At Metamorphic, I've shipped production agent systems in both LangGraph and CrewAI. Same team, same infrastructure, same LLM. Different frameworks, different outcomes.
Spoiler: the answer isn't "one is better." The answer is "they solve different problems." Here's how to pick.
The Short Version
- CrewAI: role-based, conversational, fast to prototype. Agents have personas like "Researcher" and "Writer" who talk to each other.
- LangGraph: graph-based, deterministic, production-grade. You draw a state machine and agents move through nodes.
CrewAI: The Good Parts
CrewAI's killer feature is how fast you can go from idea to working prototype. I built a content research crew in 45 minutes on a Friday and demoed it Monday:
researcher = Agent(
role="Senior Research Analyst",
goal="Find the most recent trends in AI",
backstory="You are a veteran analyst..."
)
writer = Agent(
role="Content Writer",
goal="Turn research into blog posts",
backstory="You have 10 years of tech writing experience..."
)
crew = Crew(agents=[researcher, writer], process=Process.sequential)
result = crew.kickoff()
That's it. No graph definition, no state management. For proof-of-concepts and content pipelines, CrewAI is unbeatable.
CrewAI: Where It Breaks
The moment you need deterministic behavior, CrewAI starts fighting you. Agent conversations are free-form, which means they're unpredictable. That's fine for "write me a blog post." It's catastrophic for "process this purchase order."
I hit these walls hard:
- No way to enforce "always call tool X before tool Y"
- No durable state, if a step fails halfway, you restart from scratch
- Testing is painful because the same input produces different agent chatter each run
- Debugging requires reading hundreds of lines of role-play dialogue
LangGraph: The Good Parts
LangGraph flips the model. Instead of agents talking, you define a graph of nodes, each with explicit inputs, outputs, and transitions. It's basically a state machine where nodes happen to call LLMs.

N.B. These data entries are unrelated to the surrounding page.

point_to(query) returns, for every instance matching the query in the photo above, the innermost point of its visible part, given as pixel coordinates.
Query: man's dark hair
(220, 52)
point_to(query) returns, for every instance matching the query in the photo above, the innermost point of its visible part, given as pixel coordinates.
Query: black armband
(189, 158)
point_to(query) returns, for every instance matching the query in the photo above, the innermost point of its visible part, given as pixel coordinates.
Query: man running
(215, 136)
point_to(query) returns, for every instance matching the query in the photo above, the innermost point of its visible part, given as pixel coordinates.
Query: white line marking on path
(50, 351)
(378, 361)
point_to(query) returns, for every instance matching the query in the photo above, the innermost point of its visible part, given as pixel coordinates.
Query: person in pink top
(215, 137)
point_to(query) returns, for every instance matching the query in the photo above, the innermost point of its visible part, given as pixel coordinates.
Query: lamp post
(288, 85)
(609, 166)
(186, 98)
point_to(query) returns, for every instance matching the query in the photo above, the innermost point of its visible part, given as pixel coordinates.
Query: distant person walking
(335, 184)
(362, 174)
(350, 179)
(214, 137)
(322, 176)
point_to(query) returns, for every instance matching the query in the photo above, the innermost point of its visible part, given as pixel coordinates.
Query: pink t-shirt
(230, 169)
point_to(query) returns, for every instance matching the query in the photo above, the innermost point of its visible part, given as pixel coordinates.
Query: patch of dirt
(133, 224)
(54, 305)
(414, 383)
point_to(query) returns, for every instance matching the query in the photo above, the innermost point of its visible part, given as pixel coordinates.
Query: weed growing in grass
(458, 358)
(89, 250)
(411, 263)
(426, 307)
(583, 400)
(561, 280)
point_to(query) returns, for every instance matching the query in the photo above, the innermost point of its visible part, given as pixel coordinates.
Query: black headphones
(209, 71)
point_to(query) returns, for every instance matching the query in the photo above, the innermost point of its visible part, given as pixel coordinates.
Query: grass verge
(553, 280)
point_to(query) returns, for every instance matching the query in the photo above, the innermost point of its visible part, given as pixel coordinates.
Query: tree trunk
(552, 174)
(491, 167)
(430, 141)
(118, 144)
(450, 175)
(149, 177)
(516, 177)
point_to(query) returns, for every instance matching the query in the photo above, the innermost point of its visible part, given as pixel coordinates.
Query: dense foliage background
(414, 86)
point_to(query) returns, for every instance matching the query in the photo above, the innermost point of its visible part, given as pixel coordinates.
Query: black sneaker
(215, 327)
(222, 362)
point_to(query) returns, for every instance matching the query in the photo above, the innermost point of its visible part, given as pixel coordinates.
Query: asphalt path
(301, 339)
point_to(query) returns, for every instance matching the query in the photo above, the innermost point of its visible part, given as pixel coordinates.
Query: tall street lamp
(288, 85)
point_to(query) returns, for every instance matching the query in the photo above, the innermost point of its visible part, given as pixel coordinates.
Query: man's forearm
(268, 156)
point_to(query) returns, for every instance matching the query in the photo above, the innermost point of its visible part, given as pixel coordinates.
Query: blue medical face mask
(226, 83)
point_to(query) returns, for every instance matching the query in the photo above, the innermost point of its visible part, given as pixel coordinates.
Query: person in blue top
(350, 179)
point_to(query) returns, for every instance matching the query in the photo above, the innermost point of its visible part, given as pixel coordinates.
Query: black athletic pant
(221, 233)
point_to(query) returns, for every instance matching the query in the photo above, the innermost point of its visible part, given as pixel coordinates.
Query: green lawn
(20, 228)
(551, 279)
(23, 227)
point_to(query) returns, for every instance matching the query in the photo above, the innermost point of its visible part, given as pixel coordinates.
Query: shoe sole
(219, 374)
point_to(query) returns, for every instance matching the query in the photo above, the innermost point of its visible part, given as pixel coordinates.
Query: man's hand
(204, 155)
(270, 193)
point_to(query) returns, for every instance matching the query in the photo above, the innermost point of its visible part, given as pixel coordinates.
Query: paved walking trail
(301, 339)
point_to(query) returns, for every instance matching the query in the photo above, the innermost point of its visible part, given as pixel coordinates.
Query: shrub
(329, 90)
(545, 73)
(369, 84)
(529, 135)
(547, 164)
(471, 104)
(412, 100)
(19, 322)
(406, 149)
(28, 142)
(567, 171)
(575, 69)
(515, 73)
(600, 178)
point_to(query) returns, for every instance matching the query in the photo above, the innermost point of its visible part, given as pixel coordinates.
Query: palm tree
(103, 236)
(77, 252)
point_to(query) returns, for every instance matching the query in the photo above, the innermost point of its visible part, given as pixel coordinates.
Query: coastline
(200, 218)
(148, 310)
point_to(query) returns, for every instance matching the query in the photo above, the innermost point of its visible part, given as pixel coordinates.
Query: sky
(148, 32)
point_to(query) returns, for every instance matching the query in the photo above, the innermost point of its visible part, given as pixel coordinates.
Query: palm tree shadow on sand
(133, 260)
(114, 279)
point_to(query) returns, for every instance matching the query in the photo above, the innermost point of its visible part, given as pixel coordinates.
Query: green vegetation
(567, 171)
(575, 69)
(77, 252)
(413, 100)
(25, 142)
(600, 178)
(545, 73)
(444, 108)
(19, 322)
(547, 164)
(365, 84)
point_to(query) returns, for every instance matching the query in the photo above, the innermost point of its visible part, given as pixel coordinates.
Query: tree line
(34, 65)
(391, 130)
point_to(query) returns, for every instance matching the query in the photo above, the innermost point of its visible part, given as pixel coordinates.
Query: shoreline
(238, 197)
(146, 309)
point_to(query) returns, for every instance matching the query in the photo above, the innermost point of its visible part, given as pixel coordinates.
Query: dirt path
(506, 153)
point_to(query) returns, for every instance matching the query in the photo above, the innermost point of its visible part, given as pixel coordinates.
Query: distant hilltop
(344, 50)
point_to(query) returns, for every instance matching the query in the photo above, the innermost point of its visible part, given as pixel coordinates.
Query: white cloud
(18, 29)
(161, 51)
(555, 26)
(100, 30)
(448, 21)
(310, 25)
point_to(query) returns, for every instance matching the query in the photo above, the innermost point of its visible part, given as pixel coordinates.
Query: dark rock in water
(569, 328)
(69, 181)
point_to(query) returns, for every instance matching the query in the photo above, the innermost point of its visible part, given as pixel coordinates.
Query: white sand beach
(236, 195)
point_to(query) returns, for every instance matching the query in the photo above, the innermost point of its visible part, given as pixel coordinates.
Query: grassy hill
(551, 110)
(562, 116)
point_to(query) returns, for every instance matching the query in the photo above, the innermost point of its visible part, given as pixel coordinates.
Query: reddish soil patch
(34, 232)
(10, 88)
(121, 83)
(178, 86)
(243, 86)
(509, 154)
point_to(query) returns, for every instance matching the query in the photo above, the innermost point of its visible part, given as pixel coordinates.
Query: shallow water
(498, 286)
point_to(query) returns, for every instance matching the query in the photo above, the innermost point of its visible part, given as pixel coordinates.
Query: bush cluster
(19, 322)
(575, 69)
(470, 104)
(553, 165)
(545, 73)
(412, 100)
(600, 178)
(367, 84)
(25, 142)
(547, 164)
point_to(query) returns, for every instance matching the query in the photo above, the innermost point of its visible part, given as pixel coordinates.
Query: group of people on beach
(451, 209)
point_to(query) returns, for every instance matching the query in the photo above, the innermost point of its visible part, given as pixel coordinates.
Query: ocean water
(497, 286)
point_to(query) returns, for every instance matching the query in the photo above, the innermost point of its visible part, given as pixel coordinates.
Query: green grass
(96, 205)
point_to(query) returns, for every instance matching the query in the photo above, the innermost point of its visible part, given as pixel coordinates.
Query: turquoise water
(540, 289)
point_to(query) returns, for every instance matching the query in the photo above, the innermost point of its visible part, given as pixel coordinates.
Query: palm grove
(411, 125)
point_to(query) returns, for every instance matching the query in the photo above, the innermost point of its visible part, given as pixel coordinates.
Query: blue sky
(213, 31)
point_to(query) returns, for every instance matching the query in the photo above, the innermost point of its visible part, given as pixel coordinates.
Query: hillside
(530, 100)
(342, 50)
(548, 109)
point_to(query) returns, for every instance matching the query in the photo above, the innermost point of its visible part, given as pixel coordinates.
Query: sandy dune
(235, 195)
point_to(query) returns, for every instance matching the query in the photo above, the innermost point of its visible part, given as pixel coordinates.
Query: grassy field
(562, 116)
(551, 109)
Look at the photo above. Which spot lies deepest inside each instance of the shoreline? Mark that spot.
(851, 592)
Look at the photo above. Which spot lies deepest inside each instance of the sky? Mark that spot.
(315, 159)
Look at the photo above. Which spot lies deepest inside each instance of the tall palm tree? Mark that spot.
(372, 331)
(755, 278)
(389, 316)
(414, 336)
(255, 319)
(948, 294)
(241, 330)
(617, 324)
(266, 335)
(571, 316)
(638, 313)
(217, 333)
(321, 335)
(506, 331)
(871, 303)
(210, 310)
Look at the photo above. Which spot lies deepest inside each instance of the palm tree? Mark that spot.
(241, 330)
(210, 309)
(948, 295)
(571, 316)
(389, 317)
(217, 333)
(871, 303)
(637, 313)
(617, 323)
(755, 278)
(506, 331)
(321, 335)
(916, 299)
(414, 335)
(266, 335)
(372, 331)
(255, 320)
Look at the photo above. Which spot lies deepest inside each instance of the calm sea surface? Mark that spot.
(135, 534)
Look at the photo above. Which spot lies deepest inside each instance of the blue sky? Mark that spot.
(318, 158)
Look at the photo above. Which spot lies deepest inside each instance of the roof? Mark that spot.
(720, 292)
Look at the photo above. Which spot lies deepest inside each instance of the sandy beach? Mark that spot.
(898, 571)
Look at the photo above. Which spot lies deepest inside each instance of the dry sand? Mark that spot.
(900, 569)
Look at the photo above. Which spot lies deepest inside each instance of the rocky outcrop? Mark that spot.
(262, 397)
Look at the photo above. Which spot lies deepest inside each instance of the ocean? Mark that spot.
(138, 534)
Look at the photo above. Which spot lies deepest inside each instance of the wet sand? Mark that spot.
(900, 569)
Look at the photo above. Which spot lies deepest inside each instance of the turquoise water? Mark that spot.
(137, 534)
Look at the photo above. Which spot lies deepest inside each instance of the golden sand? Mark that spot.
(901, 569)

graph = StateGraph(AgentState)
graph.add_node("classify", classify_intent)
graph.add_node("search", retrieve_docs)
graph.add_node("generate", generate_answer)
graph.add_node("verify", fact_check)
graph.add_conditional_edges(
"verify",
lambda s: "done" if s["verified"] else "search",
)
graph.set_entry_point("classify")
app = graph.compile(checkpointer=PostgresCheckpointer())
Durable state, explicit transitions, time-travel debugging via checkpoints, human-in-the-loop interrupts. Everything you need for production.
LangGraph: Where It Hurts
LangGraph's learning curve is real. You're not writing prompts, you're designing state machines. For a team that's new to agent systems, this feels like overkill until it doesn't.
The first week of my LangGraph project at Metamorphic, I kept thinking "this would be one line in CrewAI." By week three, I was grateful for every ounce of explicitness.
When to Use Which
Use CrewAI when:
- You're prototyping and need velocity
- The task is creative (writing, research, brainstorming)
- Determinism doesn't matter
- Your audience tolerates "close enough"
Use LangGraph when:
- You're shipping to real users
- You need reproducibility and debugging
- The workflow has branching logic and error recovery
- Human-in-the-loop is required
- State needs to survive process restarts
My Current Production Stack
For Cortivex and Metamorphic's automation suite, I use LangGraph. For internal content generation and research tools, I use CrewAI. Both in the same repo, each doing what it's best at.
The best framework is the one that matches the job. Stop looking for a winner and start picking the right tool.
Honorable Mentions
Also watching closely in 2026: AutoGen (Microsoft's multi-agent framework, great for conversational agents), PydanticAI (type-safe, minimal, excellent DX), and Llama Stack (Meta's end-to-end agent runtime). The space is moving fast.